The wattage of warbling is lower this time, but then again I'm ten years older. Everything is lower. (I hate you, Gravity.) What is not lower is Karl Marlantes' level of writing:
Then, like a seaborne Sisyphus, the ship clawed to the top of the next towering wave, as the sailors fought gravity and slippery decks to maintain their balance and their lives.
–and–
With those you love, you accept that there are only two ways you will not get hurt when you lose them. You stop loving them or you die first.

It's to your taste, or it's not; but it is not describable as bad. I've heard the "purple prose" calumny tossed lightly about in reference to Marlantes's work; I am not on board with this. What might seem purple to some readers is, in my way of looking at it, period-appropriate formality. And the lush sensory world is a feature, not a bug, to me...in historical fiction it adds a layer of depth to the world I spend time and effort creating in my reading eye.

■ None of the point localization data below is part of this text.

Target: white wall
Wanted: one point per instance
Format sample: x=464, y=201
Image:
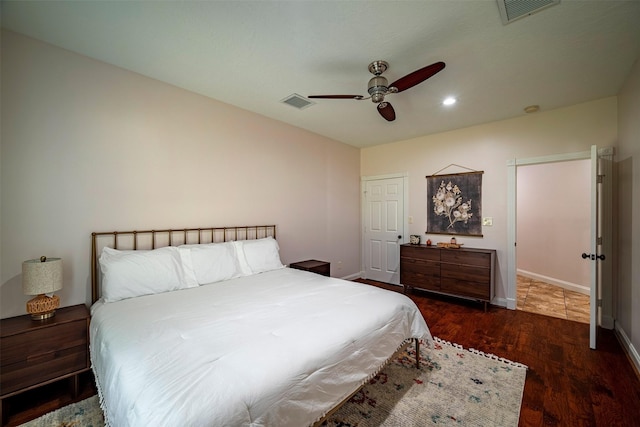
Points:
x=90, y=147
x=487, y=148
x=553, y=212
x=628, y=207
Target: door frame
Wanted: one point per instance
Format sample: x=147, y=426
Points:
x=602, y=297
x=363, y=206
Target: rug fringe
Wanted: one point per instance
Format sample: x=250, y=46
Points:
x=100, y=398
x=428, y=343
x=482, y=353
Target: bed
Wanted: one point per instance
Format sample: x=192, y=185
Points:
x=206, y=327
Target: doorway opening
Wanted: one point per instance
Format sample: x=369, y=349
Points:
x=553, y=228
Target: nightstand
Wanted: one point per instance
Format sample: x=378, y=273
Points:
x=314, y=266
x=34, y=353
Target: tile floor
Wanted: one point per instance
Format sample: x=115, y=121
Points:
x=539, y=297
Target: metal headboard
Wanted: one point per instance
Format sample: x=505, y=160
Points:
x=152, y=239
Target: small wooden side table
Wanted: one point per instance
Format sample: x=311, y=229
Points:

What is, I fear, describable as "bad" is Author Marlantes's gender politics. Women, I am here to tell you, do not think about their breasts unless a man is ogling them, or they've chosen that man's attention to attract. (I listen when women talk instead of staring at their boobs. Try it sometime! Fascinating what women know.) I fear that the author's cishet maleness rears its head here. Fly over it (my solution, since I care nothing about boobs) or pass on by. Similarly I Rose Above a character's christian beliefs. Mostly because she's an actual, not a religious, christian. Icky, but endurable since she's not all gawd and church and suchlike bullshit.

So all that dealt with, let me say that I think the lushness and enfolding sensual reality of the work is worth the things I don't find to my personal taste. I won't say I'll give it all the stars, I've mentioned places that take away from that level of enjoyment, but the story of the Koskis leaving oppressed-by-colonialism Finland to become the colonial despoilers of the Pacific Northwest's glorious rainforests struck me as very interesting and quite moving.

Their fates are, as one can intuit from early on, set in the Old Country. Who you are, at your core, is set early in life. All the Koskis are Finns to the bone. What they do, as immigrants ever have, is try on the identity of "American" over their Finnishness. This is a process that I've always found deeply, profoundly moving. To leave the place that formed you because it has no room for you is painful. But the fact is that when Home doesn't want you, it ain't home anymore.

There is no part of this read that I was not able to enjoy. Realizing I am not a woman, I offer the caution above; and I am old, so many anti-colonial younger persons aren't going to resonate as I did to the theme of discovering the identity "American" and trying it on for size. A few of the queer young folk (especially my trans friends) might find the enforced emigration from Home familiar.

But I encourage all y'all to get it on your Kindles while it's only $1.99.